Sternberg für unabhängiges Monitoring
ZdK-Präsident Thomas Sternberg sprach sich für eine unabhängige Kommission aus, die die Präventionsarbeit der 27 Bistümer in Deutschland kontrollieren und vereinheitlichen könne. Die sogenannte Gemeinsame Konferenz aus Vertretern der Deutschen Bischofskonferenz und dem ZdK solle ein solches Gremium aus Frauen und Männern bilden, die nicht in einem kirchlichen Anstellungsverhältnis stehen. „Ich glaube, das ist ein ganz wichtiger Punkt, dass wir zu einer einheitlichen Frage von Aufarbeitung, Bearbeitung und Prävention in Deutschland kommen. Das kann nicht 27mal unterschiedlich laufen!“
Außerdem dürften Gesetzgebung und Gerichtsbarkeit in der Kirche nicht länger in einer Hand liegen. „Das ist übrigens alles andere als neu; vor vierzig Jahren wurde das bereits bei der Würzburger Synode gefordert. Jetzt liegen aber Vorarbeiten so vor, dass man das auch machen kann.“
Nicht verjährte Straftaten oder Beschuldigungen müssten der Staatsanwaltschaft weitergeleitet werden. „Jedenfalls, solange die Staatsanwaltschaften noch nicht selbst tätig geworden sind. Das ist in einigen Bistümern bereits der Fall.“ Sternberg forderte außerdem eine neue „Reflexion über das Wesen von Kirche“. „Das bedeutet in der Konsequenz, diejenigen Strukturen aufzubrechen, die den Skandalen Vorschub geleistet haben. Echte Synodalität auf allen Ebenen, echte Verantwortung und Beteiligung für alle Gläubigen, für Männer und Frauen, gehört dazu.“ Die Kirche müsse auch ihr Verständnis von Sexualmoral der Welt gegenüber „dringend neu formulieren“.

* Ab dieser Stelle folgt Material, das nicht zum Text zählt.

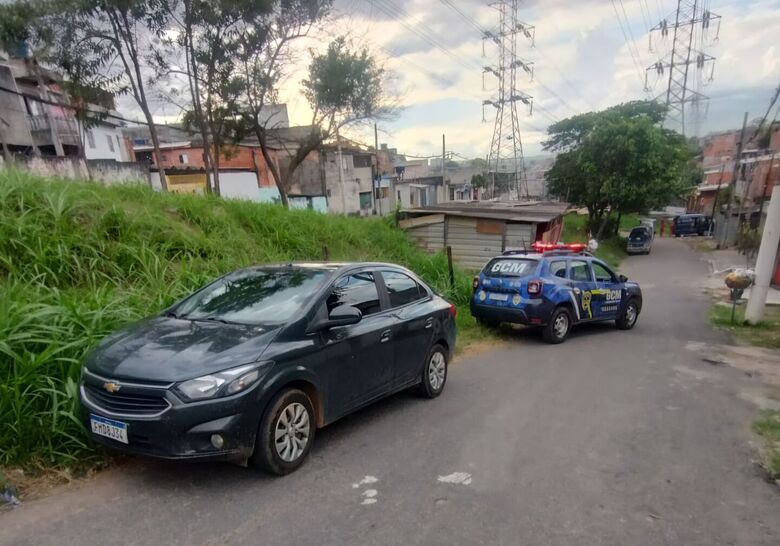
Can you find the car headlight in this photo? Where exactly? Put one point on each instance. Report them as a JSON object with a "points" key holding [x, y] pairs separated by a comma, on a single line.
{"points": [[223, 383]]}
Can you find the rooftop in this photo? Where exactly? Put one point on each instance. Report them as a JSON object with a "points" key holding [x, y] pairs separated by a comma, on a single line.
{"points": [[518, 211]]}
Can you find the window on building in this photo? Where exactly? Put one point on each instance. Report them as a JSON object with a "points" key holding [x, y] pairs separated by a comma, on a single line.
{"points": [[358, 290], [401, 288]]}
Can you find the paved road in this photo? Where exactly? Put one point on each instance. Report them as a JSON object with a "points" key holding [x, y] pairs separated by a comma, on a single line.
{"points": [[623, 438]]}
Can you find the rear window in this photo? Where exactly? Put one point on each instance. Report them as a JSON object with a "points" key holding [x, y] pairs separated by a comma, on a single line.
{"points": [[510, 267]]}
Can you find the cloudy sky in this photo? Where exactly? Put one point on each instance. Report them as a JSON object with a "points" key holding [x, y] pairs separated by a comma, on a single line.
{"points": [[588, 54]]}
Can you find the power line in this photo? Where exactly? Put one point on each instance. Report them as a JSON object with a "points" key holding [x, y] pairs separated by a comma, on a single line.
{"points": [[637, 64]]}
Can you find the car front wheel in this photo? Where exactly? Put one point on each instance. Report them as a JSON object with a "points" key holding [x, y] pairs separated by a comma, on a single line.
{"points": [[627, 319], [434, 374], [286, 433]]}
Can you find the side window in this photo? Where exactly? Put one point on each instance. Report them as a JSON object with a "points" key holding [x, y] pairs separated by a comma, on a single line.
{"points": [[558, 269], [579, 271], [602, 273], [401, 288], [358, 290]]}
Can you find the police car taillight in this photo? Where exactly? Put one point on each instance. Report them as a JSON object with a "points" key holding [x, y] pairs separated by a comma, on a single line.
{"points": [[535, 287]]}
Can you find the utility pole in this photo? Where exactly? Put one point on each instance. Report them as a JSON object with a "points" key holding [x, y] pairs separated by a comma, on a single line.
{"points": [[341, 174], [767, 253], [377, 180], [688, 65], [734, 179], [715, 200], [443, 182], [507, 143]]}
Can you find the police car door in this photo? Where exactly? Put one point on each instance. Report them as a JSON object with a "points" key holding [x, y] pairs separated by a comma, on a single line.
{"points": [[608, 293], [582, 283]]}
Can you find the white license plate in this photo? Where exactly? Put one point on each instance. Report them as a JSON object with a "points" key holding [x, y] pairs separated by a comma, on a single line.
{"points": [[116, 430]]}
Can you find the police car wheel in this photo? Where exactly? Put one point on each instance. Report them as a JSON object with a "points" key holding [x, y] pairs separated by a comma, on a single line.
{"points": [[627, 320], [558, 327]]}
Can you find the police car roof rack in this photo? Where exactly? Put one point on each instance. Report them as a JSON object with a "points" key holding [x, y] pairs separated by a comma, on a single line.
{"points": [[567, 252]]}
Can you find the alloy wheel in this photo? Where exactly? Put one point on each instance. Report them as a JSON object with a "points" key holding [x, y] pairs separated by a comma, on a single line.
{"points": [[292, 432], [437, 368]]}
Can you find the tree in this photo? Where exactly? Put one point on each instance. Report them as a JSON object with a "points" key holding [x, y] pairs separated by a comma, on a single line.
{"points": [[98, 44], [263, 58], [619, 160]]}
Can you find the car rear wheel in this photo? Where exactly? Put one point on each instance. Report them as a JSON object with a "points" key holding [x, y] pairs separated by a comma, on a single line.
{"points": [[557, 329], [434, 374], [286, 433], [627, 319]]}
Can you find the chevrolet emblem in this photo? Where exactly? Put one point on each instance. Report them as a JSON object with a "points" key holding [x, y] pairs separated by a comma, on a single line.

„Die jüngsten Ankündigungen der deutschen Bischöfe wecken die vorsichtige Hoffnung, dass nun endlich konkrete Schritte folgen, insbesondere die Absicht, ein verbindliches, überdiözesanes Monitoring für die Bereiche Intervention und Prävention zu erarbeiten. Auch die Bereitschaft zum Aufbau einer kirchlichen Verwaltungsgerichtsbarkeit weist in die Richtung unserer Erwartungen.“ An erster Stelle müsse allerdings das Hören auf die Opfer von Missbrauch stehen, so Sternberg. „Es ist jetzt und nicht irgendwann die Zeit zum Handeln! Wenn sich in nächster Zeit nichts Entscheidendes tut, dann wird das verlorengegangene Vertrauen nicht mehr zurückzugewinnen sein!“
Kardinal Woelki: „Wir müssen uns schämen“
Der Kölner Kardinals Woelki machte in Bonn die Missbrauchsskandale mitverantwortlich für den Rückzug des katholischen Glaubens aus der Gesellschaft. Die „verbrecherischen Übergriffe von kirchlichen und nicht zuletzt von geistlichen Verantwortungsträgern gegenüber wehrlosen Kindern, die man ihnen guten Glaubens anvertraut hatte“, machten ihn fassungslos, so Woelki. „Schämen müssen wir uns auch der anfangs zögerlichen und halbherzigen Aufklärungsbemühungen.“
Erneut verwies der Kardinal auf die Bemühungen des Kölner Erzbistums, mit externer, unabhängiger Hilfe sowie in Kooperation mit den zuständigen staatlichen Instanzen, alle Fälle rückhaltlos zu klären und den Opfern so viel Gerechtigkeit zuteilwerden zu lassen, wie es jetzt noch irgend möglich sei.
Angesichts des Vertrauensverlustes sei es umso wichtiger, sich nun nicht in eine Wagenburgmentalität zu flüchten. Ausdrücklich hob Woelki die Bedeutung von katholischen Laienorganisationen für die Sicherung der Zukunft der Kirche und auch der Demokratie hervor.